2010年1月18日

建造物の50年

五島美術館が増改築のため、今年の秋から閉館になるという連絡がありました。大規模な増改築を行うそうです。五島美術館が建築された50年前、昭和30年代というのは、オリンピックや高度経済成長という日本にとって最も明るい時代だったのだと思いますが、あの頃経った建物が今次々壊されているような気がします。オリンピック時代には次々と公団住宅が建てられましたが、今URでは建築年代の古いものを次々建て替えてます。前に住んでた公団も、そういう建て替え住宅のひとつでした。また、東京都の資料によると、アスベストが使われるようになったのは、昭和30年代から。吹付けアスベストが禁止されたのは昭和50年なので、「アスベスト除去のため」と次々閉館していた図書館たちも、あの頃の建物なのかもしれません。ふと思うのですが、老朽化とか、耐震性の問題とか、コンクリートって十分強いはずなのに、たった50年しかもたないものなのでしょうか。

多分あの頃の建物が次々建てかえられているのは、老朽化ももちろんあるのですが、その老朽化の中には「陳腐化」も混じっているのではないかなーとも思えます。端的に言って「古臭い」とか「使いにくい」とか。昭和30年代を象徴する建物のひとつ、東京タワー。約50年ものあいだ、東京のシンボルとして多くの修学旅行生や観光客を受け入れてきたあのタワーも、今年電波塔としての役目を終えます。もちろん、タワーが無くなるわけではありませんが、実際のところあの建物は誰が入っても「古臭く」て「昭和のにおいがする」と思うのではないでしょうか。それも悪くないとも最近は思えるんですけどね。

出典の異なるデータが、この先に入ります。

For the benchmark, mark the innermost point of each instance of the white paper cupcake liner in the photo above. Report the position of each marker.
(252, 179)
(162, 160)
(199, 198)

東京という移り変わりの激しい土地にあって50年というのは長すぎる時間なのかもしれません。でも、世の中には、100年前の住宅とか、1000年前の建物とかが現存するのに、なぜ昭和30年代に建てられた建造物は50年しかもたないのでしょうか。実は個人的にすごく身近な場所で、50年前の建物がぶち壊され、新しい建物が建てられています。本来ならば年月が経つことで風格が出てくるのではないかと思うのですが、あの頃の建物はそうじゃないってことなのかなぁ。

昭和30年代の熱気は、熱病みたいなものだったのかもしれません。昭和30年代は明るい時代であった一方で、水俣病を始めとする公害病が問題になった時代でもあります。とりあえず建ててみようとか、オリンピックに間に合わせなければとか、後先考えなかったツケが今になって噴出してるのでしょうか。

多分もうああいう時代は戻ってこないと思うのですが、だからこそ、限りある資源や財源を「使い捨て」じゃない方向で使ってもらいたいものだと思う今日この頃です。